IST offers a flexible Ph.D. program that can be tailored to fit your research interests. All students build a broad understanding of the interdisciplinary methods that comprise information sciences and technology research, but at the same time develop in-depth expertise in specific research topics. Interdisciplinary breadth is obtained through core courses and research methodology; in-depth expertise is acquired through specialized research courses and personal research activities. These general requirements are summarized in the requirements table; information on specific courses listed in the table can be found in the IST graduate course listings provided as part of Penn State’s Graduate Bulletin.
In addition to coursework, the Ph.D. program includes several milestones:
- The first is the candidacy exam, taken after the first year of study. In this college exam, we assess a student’s ability to understand and apply critical thinking across several different disciplinary perspectives, and to demonstrate proficiency in research writing and speaking.
- The comprehensive exam is taken when the student has developed and is prepared to defend a dissertation proposal.
- The final defense occurs when the student defends his or her completed dissertation project to his committee and other interested parties. A complete discussion of these milestones and other relevant issues can be found in the .
The dissertation is a major component of all Ph.D. programs and generally requires about two years to complete. The topic and nature of IST dissertations vary greatly as would be expected of an interdisciplinary program. For examples, please browse the information about recent alumni.
Most IST Ph.D. students are funded for at least four years, through a combination of teaching assistantships, research assistantships, and other fellowships. The funding available for a given student is specified in the offer letter and may change from year to year depending on funds available. Assistantships and fellowships include a stipend sufficient to cover living costs in this region, a tuition waiver, and access to university-provided health benefits.
In addition to the assistantships available for Ph.D. students, IST often provides additional competitive funding to travel to professional events (e.g., conferences or workshops).

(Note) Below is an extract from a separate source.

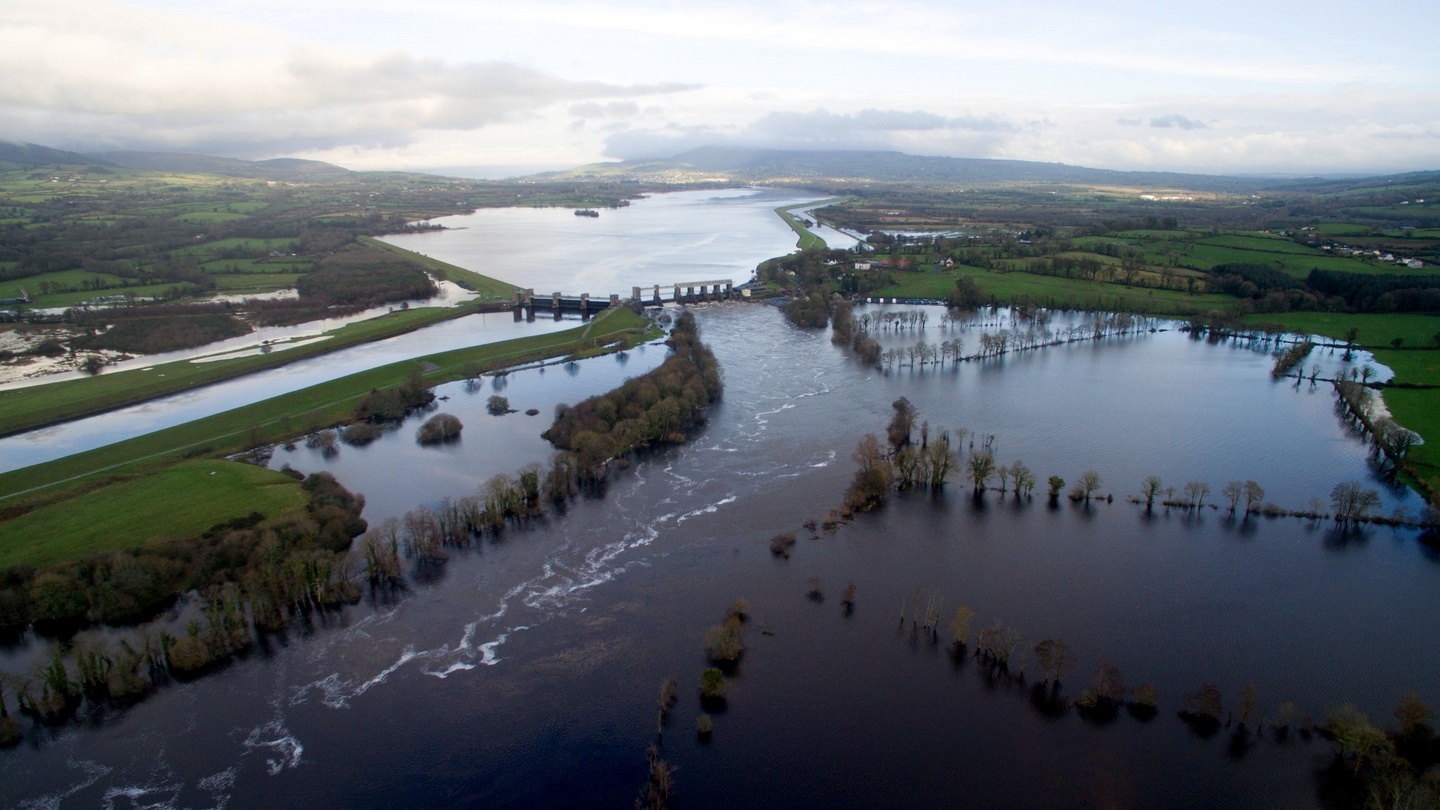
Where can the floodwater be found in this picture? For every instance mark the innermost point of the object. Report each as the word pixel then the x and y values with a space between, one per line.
pixel 526 673
pixel 663 239
pixel 667 238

Typically these funds are provided for students who are making presentations at the event, particularly advanced students who are on the job market. Other travel funds may be available from advisors or research sponsors.
Each Ph.D. student is given a desk and working space within the IST building. In some cases this is a shared student office space; in others the students are housed in research labs. Computer equipment including printers, etc. is also available if needed, either through IST or research supervisors.
In addition to individual or shared research labs, IST is host to four University Centers:
- Center for Human-Computer Interaction
- Center for Cyber-Security, Information Privacy, and Trust
- Center for Network-Centric Cognition and Information Fusion
- Center for Enterprise Architecture
As University Centers, the scope of these research units extends beyond individual faculty or labs and includes extensive interaction with research groups across the university and beyond.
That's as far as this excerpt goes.